Full High Court bench finds nobile officium petition by rape complainer competent
A Full Bench of the Appeal Court of the High Court of Justiciary has determined that a nobile officium petition made by a complainer in a rape case after she was not notified of an application by the accused to lead evidence of their sexual history is competent under the doctrine.
The petitioner, RR, claimed that she had only become aware of the application made under section 275 of the Criminal Procedure (Scotland) Act 1995 by the second respondent, LV, four months after it had been partially granted, and that the decision to grant it was unjust. An intervention in the case was made by Rape Crisis Scotland.
The petition was heard by the Lord Justice General, Lord Carloway, and the Lord Justice Clerk, Lady Dorrian, along with Lord Menzies, Lord Malcolm, and Lord Glennie. The petitioner was represented by Bain QC, the Crown by the Lord Advocate, James Wolffe QC, and the second respondent by CM Mitchell QC.
The second respondent was accused of raping the petitioner at a hotel in Pitlochry in August 2018. He was indicted to a preliminary hearing on 17 July 2019. The hearing was later postponed until October 2019, when the second respondent made a section 275 application seeking to lead certain evidence at trial.
The evidence that the second respondent sought to lead was, among other things, that he had met the complainer at Wimbledon in July 2018 and later entered into a relationship online, that the complainer had told him that she loved hard sex and was adventurous, and that they had previously engaged in consensual sexual activity during their holiday in Scotland.
The preliminary hearing judge allowed the admittance of evidence that the complainer said she loved hard sex and to be spanked, as well as evidence that they had previously engaged in consensual sexual activity at the hotel. The petitioner was not advised that this application had been made and was only told of it around four months after its partial granting when the Crown sought to precognosce her.
It was submitted for the petitioner that a petition to the nobile officium was competent in the circumstances. The petitioner’s circumstances were extraordinary or unforeseen and no other remedy or procedure was provided, as there was no general right for victims to be direct participants in criminal proceedings.
It was further submitted that the petitioner’s rights under Article 8 of the ECHR and Article 10 of the Victims’ Rights Directive, which encompassed her right not to be questioned unnecessarily about her private life, were engaged. The interveners, who adopted the petitioner’s arguments, added that the petitioner ought to have been informed by the Crown that the application had been made to allow for effective participation in trial proceedings.
In response, it was submitted for the Crown that the circumstances of the case did not amount to the extraordinary or unforeseen injustice required to engage the nobile officium. Complainers did not have a right to participate directly in criminal proceedings, and any modification of that tenet of procedure would be a matter for the legislature.

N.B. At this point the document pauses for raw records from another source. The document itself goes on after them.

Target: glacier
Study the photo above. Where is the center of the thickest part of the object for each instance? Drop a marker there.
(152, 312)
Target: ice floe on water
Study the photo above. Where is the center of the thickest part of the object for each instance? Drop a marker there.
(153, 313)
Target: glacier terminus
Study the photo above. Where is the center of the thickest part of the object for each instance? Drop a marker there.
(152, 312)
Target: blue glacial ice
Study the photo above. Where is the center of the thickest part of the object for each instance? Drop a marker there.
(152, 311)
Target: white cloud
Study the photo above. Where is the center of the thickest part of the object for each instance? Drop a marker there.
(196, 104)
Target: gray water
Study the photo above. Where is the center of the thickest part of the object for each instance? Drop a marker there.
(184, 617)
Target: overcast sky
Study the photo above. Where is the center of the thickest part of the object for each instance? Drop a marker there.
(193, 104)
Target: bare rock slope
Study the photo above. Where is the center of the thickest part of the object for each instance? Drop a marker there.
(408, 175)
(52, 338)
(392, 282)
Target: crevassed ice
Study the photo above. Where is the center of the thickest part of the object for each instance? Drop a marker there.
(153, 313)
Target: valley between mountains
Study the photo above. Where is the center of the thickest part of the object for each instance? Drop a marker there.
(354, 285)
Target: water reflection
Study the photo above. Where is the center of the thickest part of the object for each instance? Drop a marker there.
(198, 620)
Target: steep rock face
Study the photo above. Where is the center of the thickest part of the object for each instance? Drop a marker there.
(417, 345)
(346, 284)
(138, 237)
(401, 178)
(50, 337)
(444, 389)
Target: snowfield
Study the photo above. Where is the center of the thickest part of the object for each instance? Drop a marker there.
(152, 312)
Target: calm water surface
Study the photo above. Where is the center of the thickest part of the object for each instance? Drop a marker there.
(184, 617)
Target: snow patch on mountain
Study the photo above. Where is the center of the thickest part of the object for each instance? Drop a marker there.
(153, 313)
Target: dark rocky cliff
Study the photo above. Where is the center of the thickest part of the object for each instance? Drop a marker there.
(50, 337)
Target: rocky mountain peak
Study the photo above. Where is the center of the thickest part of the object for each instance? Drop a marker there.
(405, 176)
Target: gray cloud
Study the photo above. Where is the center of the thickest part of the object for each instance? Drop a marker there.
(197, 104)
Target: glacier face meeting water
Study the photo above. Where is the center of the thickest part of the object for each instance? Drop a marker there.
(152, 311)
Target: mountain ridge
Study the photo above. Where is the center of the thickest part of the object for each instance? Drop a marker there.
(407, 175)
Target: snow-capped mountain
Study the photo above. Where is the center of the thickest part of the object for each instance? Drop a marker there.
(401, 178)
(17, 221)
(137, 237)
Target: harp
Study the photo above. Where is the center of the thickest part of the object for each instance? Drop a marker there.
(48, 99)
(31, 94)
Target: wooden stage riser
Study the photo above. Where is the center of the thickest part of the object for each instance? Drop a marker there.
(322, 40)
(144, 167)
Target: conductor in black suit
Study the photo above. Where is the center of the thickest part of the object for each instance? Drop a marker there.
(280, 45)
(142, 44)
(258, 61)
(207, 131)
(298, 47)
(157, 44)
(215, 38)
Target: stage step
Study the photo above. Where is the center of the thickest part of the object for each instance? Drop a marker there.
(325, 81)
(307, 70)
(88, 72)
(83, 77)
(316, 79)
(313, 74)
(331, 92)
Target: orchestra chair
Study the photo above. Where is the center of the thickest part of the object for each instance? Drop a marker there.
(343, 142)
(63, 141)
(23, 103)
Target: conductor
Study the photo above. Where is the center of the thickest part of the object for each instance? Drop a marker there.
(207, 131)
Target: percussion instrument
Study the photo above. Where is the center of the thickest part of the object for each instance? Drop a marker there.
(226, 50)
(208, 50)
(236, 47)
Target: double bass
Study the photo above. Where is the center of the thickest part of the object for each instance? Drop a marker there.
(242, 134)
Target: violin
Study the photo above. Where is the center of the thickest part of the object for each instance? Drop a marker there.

Submissions for the second respondent were broadly similar to those of the Crown but added that complainers were obliged to answer any questions which the court considered relevant, and could not raise an Article 8 objection to this.
Duty of the Crown
The opinion of the court was delivered by Lord Carloway, who generally noted: “The contention is that the petitioner had a right to be heard at the Preliminary Hearing in terms of the Victims and Witnesses (Scotland) Act 2014 and under the underlying Victims Directive. She was not afforded this right. She has no right of appeal under the Criminal Procedure (Scotland) Act 1995 nor at common law.”
However, he added: “The circumstances are potentially, that is if established, extraordinary and unforeseen. The petitioner has no other remedy. At the stage of determining competency, there is no immediate concern that the right to be heard conflicts with the statutory regime in the 1995 Act. Whether it will do so or not must depend upon the nature and extent of the right and how it might be secured.”
Noting the objective of the Victims’ Directive and its implementing legislation, he said: “The principles are that a complainer should be able: (i) to obtain information about what is happening with the case in which she is involved; and (ii) ‘in so far as it would be appropriate to do so’, to participate effectively in the proceedings.”
He continued: “The current system does not provide for victims to become direct participants. Had it been the intention of Parliament to alter this fundamental aspect of criminal procedure, it had the opportunity to do so when amending sections 274 and 275 of the 1995 Act. Not only did it not do so, it laid down the procedure for intimating section 275 applications. This procedure does not include notification to the complainer.”
Lord Carloway then turned to the petitioner’s Article 8 rights, saying: “It is the duty of the Crown to ascertain a complainer’s position in relation to a section 275 application and to present that position to the court, irrespective of the Crown’s attitude to it and/or the application. This will almost always mean that the complainer must: be told of the content of the application; invited to comment on the accuracy of any allegations within it; and be asked to state any objections which she might have to the granting of the application.”
He concluded: “It is only by doing this that the principle that the complainer should be able to obtain information about the case and to participate effectively in the proceedings, along with her Article 8 right of respect for her privacy, can be upheld.”
For these reasons, the petition was ruled to be competent.